Anyone with a mobile phone can now do the types of video effects that once required expensive software and extensive training; convincingly fake video addresses paired well with audio still require a certain level of expertise.
But other threats come from openly available tools like Lyrebird, a company that can create “digital copies” of voices that can be made to say anything, or real-time facial re-enactments like the ones researchers in Germany and at the University of Stanford unveiled in recent years.
“This is terrifying,” Shane Greer, co-owner of the publication “Campaigns & Elections,” told hundreds of digital consultants during a presentation on new forms of fake media at a tech conference in Washington last week.
Greer has delivered the talk to political consultants in the U.S. and Europe, and will soon add Mexico to the list, which is currently dealing with its own fake news problem ahead of elections on July 1.
The technology has already been “weaponized” in at least one instance in the U.S., Greer says, when a doctored animation of Parkland shooting survivor Emma Gonzalez tearing the Constitution quickly swept across conservative social media.
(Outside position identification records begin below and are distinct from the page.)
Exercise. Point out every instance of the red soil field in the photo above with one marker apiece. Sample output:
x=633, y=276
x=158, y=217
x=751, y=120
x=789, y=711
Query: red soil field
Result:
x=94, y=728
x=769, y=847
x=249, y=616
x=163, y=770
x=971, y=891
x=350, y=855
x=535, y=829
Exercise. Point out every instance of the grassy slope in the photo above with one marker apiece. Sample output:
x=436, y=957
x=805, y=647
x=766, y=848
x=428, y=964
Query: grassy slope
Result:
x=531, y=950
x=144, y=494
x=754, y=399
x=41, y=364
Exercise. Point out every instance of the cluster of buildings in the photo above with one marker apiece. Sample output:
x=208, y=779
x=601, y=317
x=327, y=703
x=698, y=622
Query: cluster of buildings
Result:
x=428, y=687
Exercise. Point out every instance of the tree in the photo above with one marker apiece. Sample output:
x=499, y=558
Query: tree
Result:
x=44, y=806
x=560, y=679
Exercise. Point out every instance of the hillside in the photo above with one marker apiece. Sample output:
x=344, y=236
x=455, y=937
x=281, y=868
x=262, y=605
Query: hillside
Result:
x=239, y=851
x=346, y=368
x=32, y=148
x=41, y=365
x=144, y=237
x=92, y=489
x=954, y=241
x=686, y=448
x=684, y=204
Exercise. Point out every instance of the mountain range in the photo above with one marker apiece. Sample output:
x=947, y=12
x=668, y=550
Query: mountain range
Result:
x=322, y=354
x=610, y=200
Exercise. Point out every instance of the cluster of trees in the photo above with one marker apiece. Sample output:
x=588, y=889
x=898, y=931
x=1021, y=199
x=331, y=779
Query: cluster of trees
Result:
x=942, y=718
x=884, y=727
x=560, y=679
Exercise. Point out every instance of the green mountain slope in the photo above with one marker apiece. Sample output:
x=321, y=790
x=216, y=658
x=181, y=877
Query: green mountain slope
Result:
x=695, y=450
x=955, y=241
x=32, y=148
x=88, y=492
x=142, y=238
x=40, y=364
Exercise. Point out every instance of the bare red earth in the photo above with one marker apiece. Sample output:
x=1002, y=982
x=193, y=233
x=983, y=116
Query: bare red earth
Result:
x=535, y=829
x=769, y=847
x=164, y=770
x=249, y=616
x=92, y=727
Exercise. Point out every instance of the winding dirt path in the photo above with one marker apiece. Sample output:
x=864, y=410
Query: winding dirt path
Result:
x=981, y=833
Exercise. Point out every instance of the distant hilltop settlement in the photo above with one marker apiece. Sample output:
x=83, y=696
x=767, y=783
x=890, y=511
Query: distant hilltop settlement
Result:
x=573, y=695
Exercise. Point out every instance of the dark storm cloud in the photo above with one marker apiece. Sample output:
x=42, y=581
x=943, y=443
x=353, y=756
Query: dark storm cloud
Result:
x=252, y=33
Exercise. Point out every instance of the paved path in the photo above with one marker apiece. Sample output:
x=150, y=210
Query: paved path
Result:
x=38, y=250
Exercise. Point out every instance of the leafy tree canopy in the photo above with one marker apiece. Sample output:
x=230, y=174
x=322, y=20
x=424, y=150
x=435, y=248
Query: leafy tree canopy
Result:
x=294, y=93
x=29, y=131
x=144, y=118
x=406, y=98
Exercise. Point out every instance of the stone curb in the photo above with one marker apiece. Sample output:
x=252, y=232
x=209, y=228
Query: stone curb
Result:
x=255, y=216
In the original image, part of a Teen Vogue story on the youth-led movement to curb gun violence, Gonzalez rips in half a shooting range target, not the Constitution. The fraudulent image was shared thousands of times before Gab, a popular alternative to Twitter among members of the alt-right, called it “obviously a parody/satire.”

“Consider what was done with the Emma Gonzalez video now versus where that technology will be two, three and four years from now and what both those in the U.S. and international actors will be able to do to disrupt the democratic process,” Greer said.
The issue is on the minds of lawmakers like Sen. Mark Warner, D-Va., vice chair of the Senate Intelligence Committee. He is helping lead one of the congressional investigations into Russian interference in the 2016 presidential election, and has co-sponsored legislation, stalled so far, aimed at forcing websites like Facebook and Google to disclose more information about political ads appearing on their platforms.
“People will demand action being taken if we don’t find a way to collaborate [with technology companies] on this,” Warner told NBC News. “And the notion that the market is going to fix this or the tech companies themselves will police this, I just don’t think that’s going to be the case.”